Longer fights make show that Int really doesn’t matter on gear as in a 10 minute fight, there should be over 10 spirit for each int.

This only applies to the stats without sockets. Since the cost formula on sockets is different (cost = sum(c_i * x_i), no exponents involved), only the best stat should generally be socketted, ie don’t socket to try and reach a ratio, socket to get the best one of all the possible stats. It also excludes innate stats from the ratio as those are not on gear.
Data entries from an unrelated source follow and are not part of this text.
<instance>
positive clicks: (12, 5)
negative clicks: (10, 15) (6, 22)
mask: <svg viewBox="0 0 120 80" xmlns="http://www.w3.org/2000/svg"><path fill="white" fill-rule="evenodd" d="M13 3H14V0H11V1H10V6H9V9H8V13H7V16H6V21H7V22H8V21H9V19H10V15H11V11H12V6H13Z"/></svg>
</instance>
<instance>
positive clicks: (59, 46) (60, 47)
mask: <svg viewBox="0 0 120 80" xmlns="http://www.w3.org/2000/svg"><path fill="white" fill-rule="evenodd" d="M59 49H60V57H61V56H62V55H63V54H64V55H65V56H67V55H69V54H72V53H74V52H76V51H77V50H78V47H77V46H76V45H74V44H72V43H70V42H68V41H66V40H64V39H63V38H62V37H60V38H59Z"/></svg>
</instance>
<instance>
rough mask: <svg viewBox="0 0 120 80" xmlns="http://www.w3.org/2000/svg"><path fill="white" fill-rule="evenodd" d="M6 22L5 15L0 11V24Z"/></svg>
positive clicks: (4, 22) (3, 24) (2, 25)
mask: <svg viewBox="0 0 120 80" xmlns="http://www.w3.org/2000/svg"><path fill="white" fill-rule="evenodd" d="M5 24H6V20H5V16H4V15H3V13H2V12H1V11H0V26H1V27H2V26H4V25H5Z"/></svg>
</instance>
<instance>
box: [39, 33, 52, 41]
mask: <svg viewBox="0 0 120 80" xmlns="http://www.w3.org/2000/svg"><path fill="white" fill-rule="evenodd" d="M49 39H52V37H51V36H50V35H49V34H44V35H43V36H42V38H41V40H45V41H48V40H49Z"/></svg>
There are a lot of assumptions in the above, the only way to get a better figure would be to plug in better numbers. ie you don’t run through 30000 mana in a 60 second fight, and you might run through significantly more in a 600 second fight, some sort of mana use/fight duration incorporating potions would be needed [10k base, 5k shadow fiend * 2 = 10k, 5 * super mana = 12k, 5 * dark runes/demonic runes = 6k, 50% o5sr at 600 spirit = 29.25k, 39 mana/5 from oil/flask = 4.68k, shadow priest at 800 dps = 38k, total = 111.93k mana to use in 10 minutes if you’re going “all out”, without the runes and a shadow priest, it’s 61.25k, a 3 minute fight with just a shadow fiend, mana oil, flask, and 2 supers is 29,979] Remember if you’re not going “all out” (for whatever your definition of that term is), the bulk of the value of both stats disappears as you just end the fight with extra mana or consumables not used. The terms turn into Int = 5.4, Spi = 12.195…, or 5.1 Spi per Int.
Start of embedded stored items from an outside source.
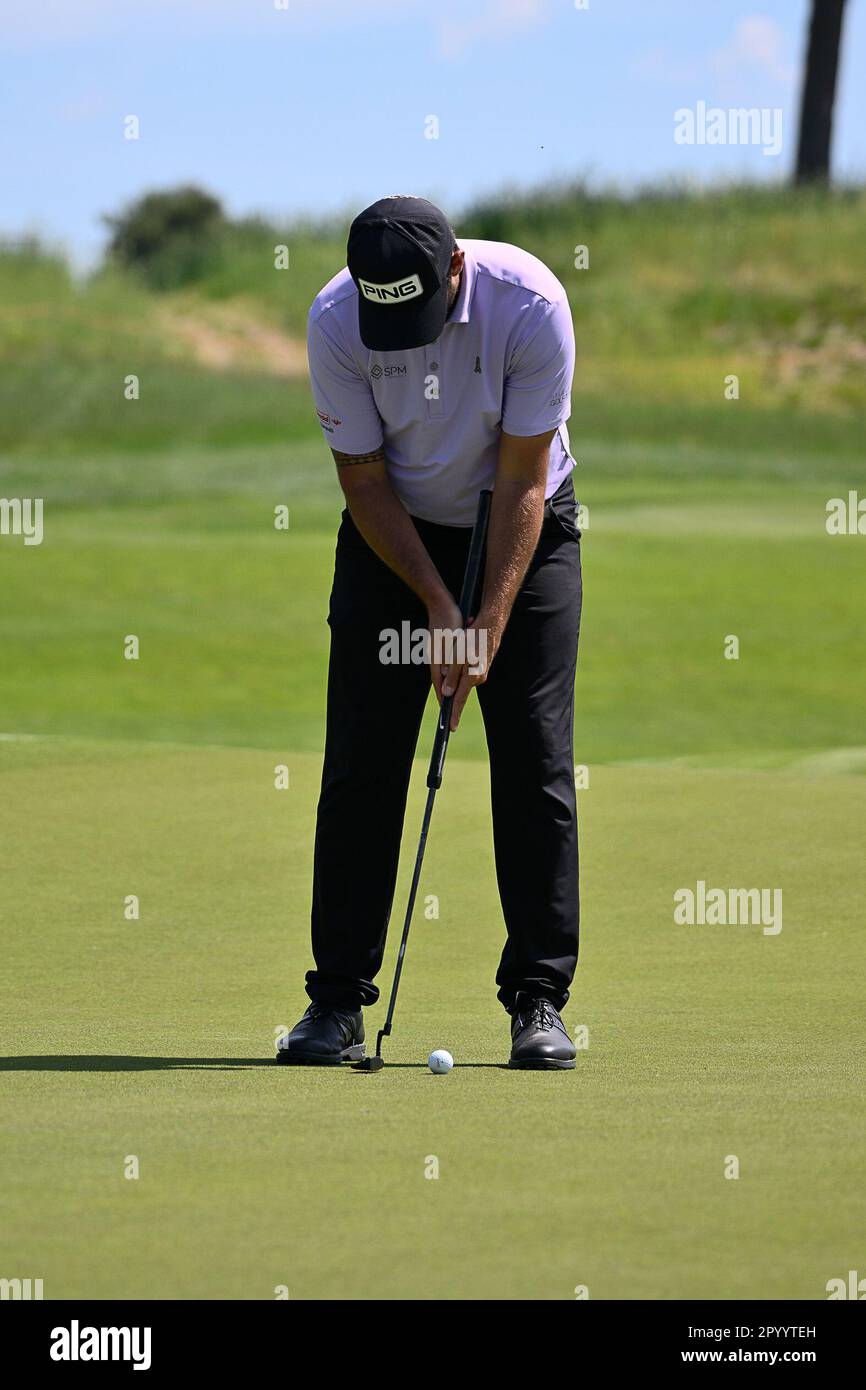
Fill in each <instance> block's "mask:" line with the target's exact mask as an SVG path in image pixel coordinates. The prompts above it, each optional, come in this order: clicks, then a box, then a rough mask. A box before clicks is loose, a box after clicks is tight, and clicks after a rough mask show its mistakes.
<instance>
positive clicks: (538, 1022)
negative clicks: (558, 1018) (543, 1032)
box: [520, 999, 556, 1031]
mask: <svg viewBox="0 0 866 1390" xmlns="http://www.w3.org/2000/svg"><path fill="white" fill-rule="evenodd" d="M520 1012H521V1019H525V1023H524V1027H528V1026H535V1027H538V1029H542V1030H544V1031H548V1030H549V1029H552V1027H553V1026H555V1023H556V1009H555V1008H553V1005H552V1004H550V1001H549V999H532V1002H531V1004H530V1006H528V1008H527V1009H521V1011H520Z"/></svg>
For the EJ post I put up last Feb on calculating the optimal mix, see http://elitistjerks.com/f33/t9796-evaluating_itemization/

2. Based on simple derivative calculus, if you use the formula (S/21.44)(I^0.5) and pick some arbitrary number for spirit + intellect (call it C) we can do this:

S + I = C
S = I-C

Y = mana regen = (S/21.44)*(I^0.5)

Y = ((I-C)/21.44)*(I^0.5)

Y = (1/C)I^1.5 – 1000/(C * I^0.5)

dY/dI = (1.5/C)I^0.5 – 1000/(2C*I^0.5)

We then take this derivative of the plot of mana regen vs. Intellect and set dY/dI = 0 (because the derivatve of a graph is is slope at that point, where the slope is zero is (in this case) the peak of the curve)

0 = (1.5/C)I^0.5 – 1000/(2C*I^0.5)

multiply both sides by C, then algebraic manipulation to:

1.5I^0.5 = 1000/2I^0.5

3.0I = 1000

I = 333.33

This means that if you have 1000 stat points to spend in spirit and intellect, from a PURELY mana regen bases standpoint, for maximal mana regen you should place 333 of those into int and 667 of those into spirit (really 1/3 and 2/3) giving a ratio of 1:2 as priestly endeavors said earlier.
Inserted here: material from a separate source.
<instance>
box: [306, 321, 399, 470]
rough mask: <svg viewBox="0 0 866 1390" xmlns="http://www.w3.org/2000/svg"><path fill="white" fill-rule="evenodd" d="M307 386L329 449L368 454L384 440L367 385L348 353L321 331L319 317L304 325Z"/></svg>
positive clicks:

HOWEVER: it should be noted that this is only for maximal mana regen from spirit and intellect. It does not take into account the mana you get from intellect; hence theoretically this is for an infinitely long fight where you initial mana pool from intellect doesn’t matter. The shorter the fight, the more your initial manna pool comprises the amount of mana you spend, and thus the more important your intellect becomes, the longer the fight is the better it is to be closer to the ideal of 1INT:2SPI

3. BTW, the conclusion above is right, the math is a little off cause I messed up in copying. The C was supposed to be the 21.44 constant which is based on level (it drops out, so 1:2 is valid for all levels), the 1000 comes from the assumed 1000 points to distribute into spirit and int. I did it both ways on paper, and it typing it up mixed them together incorrectly.

4. CORRECT VERSION of reply number 2
Again, this is only for your spirit based mana regen not taking into account time of fight or initial mana pool (see caveat)

Based on simple derivative calculus, if you use the formula (S/21.44)(I^0.5) and pick some arbitrary number for spirit + intellect (say 1000) we can do this:

S + I = 1000
S = I-1000

Y = mana regen = (S/21.44)*(I^0.5)

(edit: set 21.44 = C, C is a constant that is based on level, but falls out of the equation so we can not set a specific value to it)

Y = ((I-1000)/C)*(I^0.5)

Y = (1/C)I^1.5 – (1000/C) * I^0.5

dY/dI = (1.5/C)*I^0.5 – (1000/ (2C*I^0.5))

We then take this derivative of the plot of mana regen vs. Intellect and set dY/dI = 0 (because the derivatve of a graph is is slope at that point, where the slope is zero is (in this case) the peak of the curve)

0 = (1.5/C)I^0.5 – 1000/(2C*I^0.5)

multiply both sides by C, then algebraic manipulation to:

1.5I^0.5 = 1000/2I^0.5

3.0I = 1000

I = 333.33

This means that if you have 1000 stat points to spend in spirit and intellect, from a PURELY mana regen bases standpoint, for maximal mana regen you should place 333 of those into int and 667 of those into spirit (really 1/3 and 2/3) giving a ratio of 1:2 as priestly endeavors said earlier.

HOWEVER: it should be noted that this is only for maximal mana regen from spirit and intellect. It does not take into account the mana you get from intellect; hence theoretically this is for an infinitely long fight where your initial mana pool from intellect doesn’t matter. The shorter the fight, the more your initial mana pool comprises the amount of mana you spend, and thus the more important your intellect becomes; the longer the fight is the better it is to be closer to the ideal of 1INT:2SPI

Mages and locks will like int more for crit rating, and because they get less benefit from spirit based mana regen.

Druids + priests get at least 30% of spirit mana regen all the time, don’t need crit as much, and also get +healing from spirit, so obviously they might like even more spirit than the optimal.

5. quoting Saerax
===========
Based on simple derivative calculus, if you use the formula (S/21.44)(I^0.5)
===========

Why should we use that formula? Do you have a reference to it’s derivation? I’m not calling it specious, but I find it odd that quadrupling intellect has the effect of making each point of spirit twice as valuable. I’d enjoy reading about where it came from to increase my understanding as I’m pretty sure that unless you’re a balance druid, intellect doesn’t affect mana regen.

quoting again
===========
and pick some arbitrary number for spirit + intellect (call it C) we can do this:

S + I = C
===========

As you can see on http://www.wowhead.com/?item=24690 it’s not a linear relationship (of intellect (+56) and of the owl (+37/37)), Hyzenthlei did the original work and found an equation that fit pretty well to stats on gear pre BC, which was the one I listed as an assumption, with p=1.5 (Hyzenthlei’s original constant, still the one wowwiki lists, although that green’s relative stats suggests it might be p=5/3 as that’s the one consistent with the different of the X)